Una de las razones de esta ausencia, se debe -sobre todo en los últimos años- al condicionamiento del tipo de producción que exigen los estímulos del Ministerio de Cultura, que anula esta libertad en la realización de esta clase de documentales de la inmediatez. Las productoras deben preparar páginas de tratamientos o guiones como requisitos, de hechos que no saben aún cómo se desarrollarán, o apostar por registros muy convencionales: entrevistas, el registro de sucesos puntuales, uso de archivos, o docudramas y dramatizaciones.

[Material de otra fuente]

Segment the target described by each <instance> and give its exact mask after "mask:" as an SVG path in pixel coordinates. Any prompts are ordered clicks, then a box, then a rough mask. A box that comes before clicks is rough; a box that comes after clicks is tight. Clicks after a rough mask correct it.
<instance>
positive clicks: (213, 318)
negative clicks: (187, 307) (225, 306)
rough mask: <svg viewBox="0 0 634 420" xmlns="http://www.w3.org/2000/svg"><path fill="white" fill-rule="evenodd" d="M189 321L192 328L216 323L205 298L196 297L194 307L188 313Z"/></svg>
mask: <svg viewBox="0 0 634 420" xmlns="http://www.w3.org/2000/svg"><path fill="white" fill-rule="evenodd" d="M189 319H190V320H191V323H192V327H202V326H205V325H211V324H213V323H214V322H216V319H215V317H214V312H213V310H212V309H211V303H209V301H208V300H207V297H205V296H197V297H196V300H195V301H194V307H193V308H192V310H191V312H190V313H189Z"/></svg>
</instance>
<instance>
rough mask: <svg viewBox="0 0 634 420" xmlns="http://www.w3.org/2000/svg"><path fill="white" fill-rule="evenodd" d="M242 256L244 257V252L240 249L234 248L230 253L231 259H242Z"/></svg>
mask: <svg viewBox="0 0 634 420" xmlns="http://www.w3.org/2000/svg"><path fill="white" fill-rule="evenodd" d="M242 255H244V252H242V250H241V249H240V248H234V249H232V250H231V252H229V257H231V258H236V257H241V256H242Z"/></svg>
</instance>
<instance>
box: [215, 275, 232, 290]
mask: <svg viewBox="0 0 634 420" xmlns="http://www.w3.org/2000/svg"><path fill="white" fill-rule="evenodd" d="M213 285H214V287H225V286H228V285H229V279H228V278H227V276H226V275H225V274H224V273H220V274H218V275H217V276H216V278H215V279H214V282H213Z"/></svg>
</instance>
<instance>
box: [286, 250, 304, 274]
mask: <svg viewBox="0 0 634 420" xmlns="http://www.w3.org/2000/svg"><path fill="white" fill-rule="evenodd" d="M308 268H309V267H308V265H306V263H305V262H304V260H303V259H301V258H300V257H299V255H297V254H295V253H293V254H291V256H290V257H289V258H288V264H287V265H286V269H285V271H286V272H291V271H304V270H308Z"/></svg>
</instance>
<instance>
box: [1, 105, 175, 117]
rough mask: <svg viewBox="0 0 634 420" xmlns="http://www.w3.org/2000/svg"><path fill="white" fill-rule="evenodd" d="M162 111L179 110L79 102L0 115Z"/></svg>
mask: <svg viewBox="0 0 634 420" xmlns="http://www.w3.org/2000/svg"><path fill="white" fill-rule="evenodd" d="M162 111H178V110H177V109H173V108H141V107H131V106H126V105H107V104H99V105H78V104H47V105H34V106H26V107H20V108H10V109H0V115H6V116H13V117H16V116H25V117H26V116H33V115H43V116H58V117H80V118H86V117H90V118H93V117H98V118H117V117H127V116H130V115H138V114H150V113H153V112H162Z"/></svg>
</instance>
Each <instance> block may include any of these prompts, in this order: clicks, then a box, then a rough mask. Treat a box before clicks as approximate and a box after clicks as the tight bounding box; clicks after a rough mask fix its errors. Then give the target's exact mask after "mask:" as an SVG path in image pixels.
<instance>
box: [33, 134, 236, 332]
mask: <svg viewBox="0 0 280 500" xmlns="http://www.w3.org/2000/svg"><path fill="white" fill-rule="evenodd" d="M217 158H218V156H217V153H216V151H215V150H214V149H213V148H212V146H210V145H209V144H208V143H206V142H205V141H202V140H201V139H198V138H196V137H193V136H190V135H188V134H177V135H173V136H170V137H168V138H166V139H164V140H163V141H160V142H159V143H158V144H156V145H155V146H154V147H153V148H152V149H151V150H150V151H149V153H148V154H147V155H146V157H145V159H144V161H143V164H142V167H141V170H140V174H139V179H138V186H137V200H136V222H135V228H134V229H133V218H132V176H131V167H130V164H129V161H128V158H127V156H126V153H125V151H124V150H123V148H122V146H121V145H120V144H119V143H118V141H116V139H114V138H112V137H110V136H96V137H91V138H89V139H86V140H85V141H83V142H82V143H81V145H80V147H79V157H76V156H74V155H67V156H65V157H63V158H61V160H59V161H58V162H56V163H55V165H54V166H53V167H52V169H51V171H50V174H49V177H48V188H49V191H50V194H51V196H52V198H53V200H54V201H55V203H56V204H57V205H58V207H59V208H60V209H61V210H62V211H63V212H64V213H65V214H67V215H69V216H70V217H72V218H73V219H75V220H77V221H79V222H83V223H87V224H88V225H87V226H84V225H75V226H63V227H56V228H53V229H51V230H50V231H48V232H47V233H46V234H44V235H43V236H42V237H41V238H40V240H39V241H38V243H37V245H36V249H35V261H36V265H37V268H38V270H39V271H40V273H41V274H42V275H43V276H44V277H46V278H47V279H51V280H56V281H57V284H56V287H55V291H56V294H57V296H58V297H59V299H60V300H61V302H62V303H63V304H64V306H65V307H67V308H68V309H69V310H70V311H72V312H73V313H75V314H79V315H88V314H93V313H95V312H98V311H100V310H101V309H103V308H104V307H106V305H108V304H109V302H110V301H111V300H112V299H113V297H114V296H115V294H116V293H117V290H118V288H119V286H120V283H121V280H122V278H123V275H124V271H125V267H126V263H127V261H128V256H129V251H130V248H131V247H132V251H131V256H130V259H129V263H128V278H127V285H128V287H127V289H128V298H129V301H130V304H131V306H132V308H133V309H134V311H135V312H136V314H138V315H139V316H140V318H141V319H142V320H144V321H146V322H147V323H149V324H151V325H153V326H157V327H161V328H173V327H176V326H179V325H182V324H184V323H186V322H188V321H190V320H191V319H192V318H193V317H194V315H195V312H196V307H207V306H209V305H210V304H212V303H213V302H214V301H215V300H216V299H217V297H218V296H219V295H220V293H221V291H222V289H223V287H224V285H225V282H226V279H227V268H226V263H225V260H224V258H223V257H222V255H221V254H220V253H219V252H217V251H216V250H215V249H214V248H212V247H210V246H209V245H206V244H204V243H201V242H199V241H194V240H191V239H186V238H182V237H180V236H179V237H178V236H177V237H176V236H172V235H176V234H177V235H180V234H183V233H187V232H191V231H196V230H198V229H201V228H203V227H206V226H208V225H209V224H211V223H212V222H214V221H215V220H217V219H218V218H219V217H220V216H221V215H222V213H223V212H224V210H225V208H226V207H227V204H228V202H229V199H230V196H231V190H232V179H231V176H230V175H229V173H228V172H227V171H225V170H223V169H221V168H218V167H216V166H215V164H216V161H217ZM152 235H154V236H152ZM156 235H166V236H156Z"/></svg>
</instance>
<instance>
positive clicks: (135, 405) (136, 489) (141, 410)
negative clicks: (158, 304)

Podría pensarse también que este desinterés en este tipo de documental se corresponde con el poco atractivo que tienen estos films en las carteleras (donde la excepción es La revolución y la tierra, que obtuvo más de 80 mil espectadores, y que es un film de archivo, en todo caso). También se podría atribuir esta carencia, que a muchos cineastas les interesan más los retratos, las semblanzas o el tono más intimista, como pasa con las recientes El viaje de Javier Heraud o Hugo Blanco, Río Profundo. Habría que hacernos aún más preguntas sobre esta situación, donde parece haber resistencia para capturar la realidad, y encontrar algunas pistas sobre este gran vacío en el cine y audiovisual peruanos, que evita vernos y reconocernos.